Terasmedia.co Parung Panjang – Proyek pembangunan tower yang berlokasi di RT 04 RW 05, Griya Blok E, Desa Kabasiran, Kecamatan Parung Panjang, Kabupaten Bogor, menuai sorotan warga. Pembangunan tersebut diduga belum menerapkan standar Keselamatan dan Kesehatan Kerja (K3) serta belum mengantongi Persetujuan Bangunan Gedung (PBG).
Berdasarkan pantauan di lokasi pada Sabtu (21/2/2026), sejumlah pekerja terlihat tidak menggunakan alat pelindung diri (APD) seperti helm proyek maupun perlengkapan keselamatan kerja lainnya saat aktivitas konstruksi berlangsung.
Dugaan Pelanggaran K3
Apabila benar pihak pelaksana tidak menyediakan dan mewajibkan penggunaan APD, hal itu berpotensi melanggar ketentuan peraturan perundang-undangan.

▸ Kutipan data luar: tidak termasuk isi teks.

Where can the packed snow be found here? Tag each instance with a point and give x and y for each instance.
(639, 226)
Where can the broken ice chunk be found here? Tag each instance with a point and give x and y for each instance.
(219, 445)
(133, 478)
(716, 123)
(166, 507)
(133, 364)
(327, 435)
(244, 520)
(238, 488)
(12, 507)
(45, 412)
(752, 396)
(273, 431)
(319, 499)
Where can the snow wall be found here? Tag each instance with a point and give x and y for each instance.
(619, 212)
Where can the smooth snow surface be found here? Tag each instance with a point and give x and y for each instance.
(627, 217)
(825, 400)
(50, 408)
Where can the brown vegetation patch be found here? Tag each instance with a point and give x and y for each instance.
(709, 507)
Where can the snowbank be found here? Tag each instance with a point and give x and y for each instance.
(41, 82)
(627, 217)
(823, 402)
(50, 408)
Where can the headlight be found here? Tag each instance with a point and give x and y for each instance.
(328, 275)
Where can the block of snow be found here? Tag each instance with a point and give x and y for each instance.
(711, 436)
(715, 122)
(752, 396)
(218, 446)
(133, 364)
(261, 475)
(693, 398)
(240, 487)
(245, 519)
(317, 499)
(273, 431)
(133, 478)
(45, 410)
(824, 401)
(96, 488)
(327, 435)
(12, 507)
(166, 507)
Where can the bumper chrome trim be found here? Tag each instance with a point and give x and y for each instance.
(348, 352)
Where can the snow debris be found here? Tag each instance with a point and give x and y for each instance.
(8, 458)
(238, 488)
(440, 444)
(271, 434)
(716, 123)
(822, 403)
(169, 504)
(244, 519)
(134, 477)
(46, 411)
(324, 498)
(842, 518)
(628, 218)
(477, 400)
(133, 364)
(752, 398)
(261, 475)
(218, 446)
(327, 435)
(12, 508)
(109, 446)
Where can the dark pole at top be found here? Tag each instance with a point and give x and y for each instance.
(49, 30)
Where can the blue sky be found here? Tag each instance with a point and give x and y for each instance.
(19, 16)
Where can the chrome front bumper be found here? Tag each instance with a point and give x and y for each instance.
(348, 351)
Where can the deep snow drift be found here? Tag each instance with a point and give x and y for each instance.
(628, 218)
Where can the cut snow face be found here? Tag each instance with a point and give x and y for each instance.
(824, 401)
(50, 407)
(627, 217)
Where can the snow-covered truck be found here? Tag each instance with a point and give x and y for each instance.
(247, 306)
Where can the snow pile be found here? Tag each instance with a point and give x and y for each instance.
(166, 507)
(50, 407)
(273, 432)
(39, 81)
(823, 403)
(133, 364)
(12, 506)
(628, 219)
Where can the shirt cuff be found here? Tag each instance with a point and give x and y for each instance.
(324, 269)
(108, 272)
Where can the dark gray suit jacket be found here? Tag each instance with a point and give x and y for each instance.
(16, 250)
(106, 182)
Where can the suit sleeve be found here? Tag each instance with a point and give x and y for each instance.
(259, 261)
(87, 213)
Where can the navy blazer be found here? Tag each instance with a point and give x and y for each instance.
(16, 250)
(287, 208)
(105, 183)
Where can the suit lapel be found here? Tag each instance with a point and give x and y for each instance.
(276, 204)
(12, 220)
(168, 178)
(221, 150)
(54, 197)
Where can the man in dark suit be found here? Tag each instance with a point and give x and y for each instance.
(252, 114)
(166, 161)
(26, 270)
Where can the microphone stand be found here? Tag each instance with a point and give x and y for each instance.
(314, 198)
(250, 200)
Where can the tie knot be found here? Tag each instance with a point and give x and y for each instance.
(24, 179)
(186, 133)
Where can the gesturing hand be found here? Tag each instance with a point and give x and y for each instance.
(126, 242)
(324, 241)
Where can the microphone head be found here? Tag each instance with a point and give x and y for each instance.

Undang-Undang Nomor 1 Tahun 1970 tentang Keselamatan Kerja mengatur kewajiban pengurus tempat kerja untuk menjamin keselamatan pekerja. Pasal 3 ayat (1) menetapkan syarat-syarat keselamatan kerja, Pasal 9 ayat (1) mewajibkan pengurus menjelaskan ketentuan keselamatan kepada tenaga kerja, serta Pasal 14 huruf c mengatur kewajiban penyediaan APD secara cuma-cuma bagi pekerja.
Dalam Pasal 15 ayat (2) UU tersebut, pelanggaran dapat dikenakan pidana kurungan paling lama tiga bulan atau denda maksimal Rp100.000 sesuai ketentuan yang tercantum dalam undang-undang tersebut.
Selain itu, Undang-Undang Nomor 13 Tahun 2003 tentang Ketenagakerjaan pada Pasal 86 ayat (1) menyebutkan setiap pekerja berhak memperoleh perlindungan keselamatan dan kesehatan kerja. Pasal 87 ayat (1) juga mewajibkan perusahaan menerapkan Sistem Manajemen K3.
Pelanggaran terhadap kewajiban tersebut dapat dikenakan sanksi administratif mulai dari teguran, pembatasan kegiatan usaha, penghentian sementara sebagian atau seluruh alat produksi, hingga pembekuan kegiatan usaha.
Dugaan Belum Memiliki PBG
Dari hasil pemantauan, tidak terlihat papan informasi proyek maupun keterangan Persetujuan Bangunan Gedung (PBG) di lokasi pembangunan.
Ketentuan ini berkaitan dengan Undang-Undang Nomor 28 Tahun 2002 tentang Bangunan Gedung sebagaimana telah diubah melalui Undang-Undang Nomor 11 Tahun 2020 tentang Cipta Kerja, serta Peraturan Pemerintah Nomor 16 Tahun 2021 tentang Peraturan Pelaksanaan UU Bangunan Gedung.
Dalam Pasal 24 ayat (1) PP Nomor 16 Tahun 2021 ditegaskan setiap bangunan gedung wajib memiliki PBG sebelum pelaksanaan konstruksi. Sementara Pasal 45 dan Pasal 46 mengatur sanksi administratif bagi pelanggaran perizinan bangunan.
Sanksi administratif tersebut meliputi peringatan tertulis, penghentian sementara pekerjaan konstruksi, pembatasan kegiatan pembangunan, pembekuan atau pencabutan PBG, perintah pembongkaran bangunan, hingga denda administratif sesuai ketentuan peraturan daerah dan tingkat pelanggaran.
Apabila terbukti tidak memiliki PBG, proyek pembangunan tower tersebut berpotensi dihentikan sementara sampai seluruh perizinan dipenuhi.
Warga berharap pemerintah daerah melalui dinas terkait segera melakukan inspeksi lapangan dan mengambil tindakan tegas sesuai ketentuan hukum yang berlaku.
Hingga berita ini diturunkan, belum ada klarifikasi resmi dari pihak pelaksana proyek maupun pemerintah desa setempat.